This research investigated the growing numbers of Australians who are carrying mortgage debt into retirement and paying off higher levels of debt relative to house values and income.
These trends have significant consequences for older Australians’ wellbeing and affect the ways in which older home owners manage their wealth portfolios and labour market transitions. Mortgage indebtedness later in life also presents significant ramifications for retirement incomes policy and housing assistance programs.
Over the period 1982–2013 the share of mortgagors increased in all age groups, however the steepest increases are amongst middle-aged Australians approaching retirement. Between 1996 and 2013 the proportion of the 55–64 cohort still paying off their mortgage climbed from under 20 per cent to 45 per cent.
Between 1987 and 2015, the growth in mortgage debt outstripped both house price and income growth among older mortgagors. In this period, mortgage debt increased by 600 per cent (from $27,000 to over $185,000) and house prices tripled, while income growth doubled.

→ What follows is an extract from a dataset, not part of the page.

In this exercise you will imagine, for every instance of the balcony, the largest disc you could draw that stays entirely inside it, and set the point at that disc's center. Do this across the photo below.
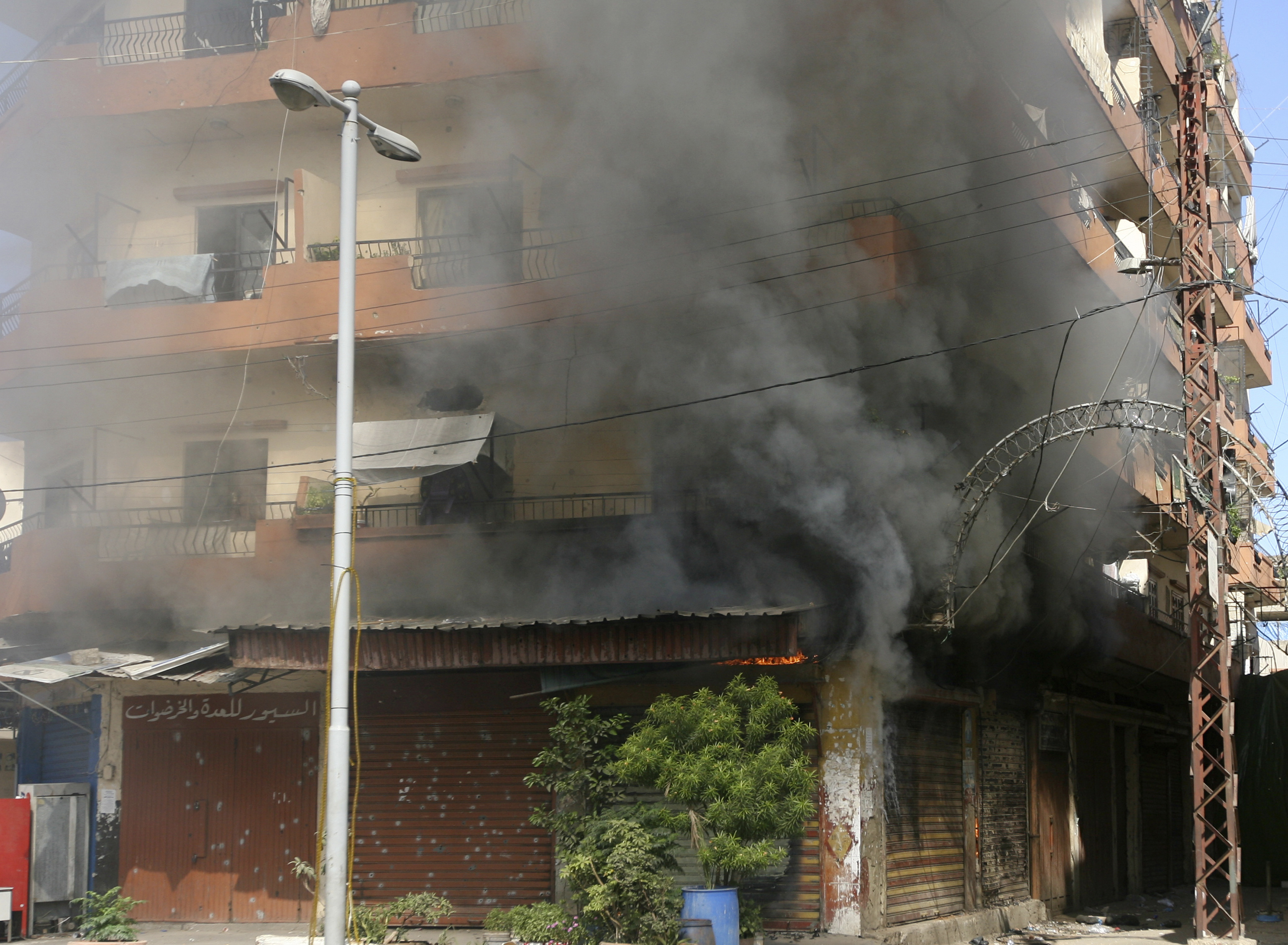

When older mortgagors experience difficulty in meeting mortgage payments, wellbeing declines: the SF-36 (a short-form survey on health and wellbeing) mental health scores for older men are reduced by around 2 points and 3.7 points for women. These effects are comparable to those resulting from long-term health conditions; hence the rising trend in mortgage indebtedness in Australia will have negative impacts on the wellbeing of an increasing percentage of the population.
The policy implications are significant since the presence of repayment risk appears to prompt older mortgagors to draw down on their superannuation wealth to pay off mortgage debt rather than meet spending needs in retirement, leading to a growing pressure on the age pension system.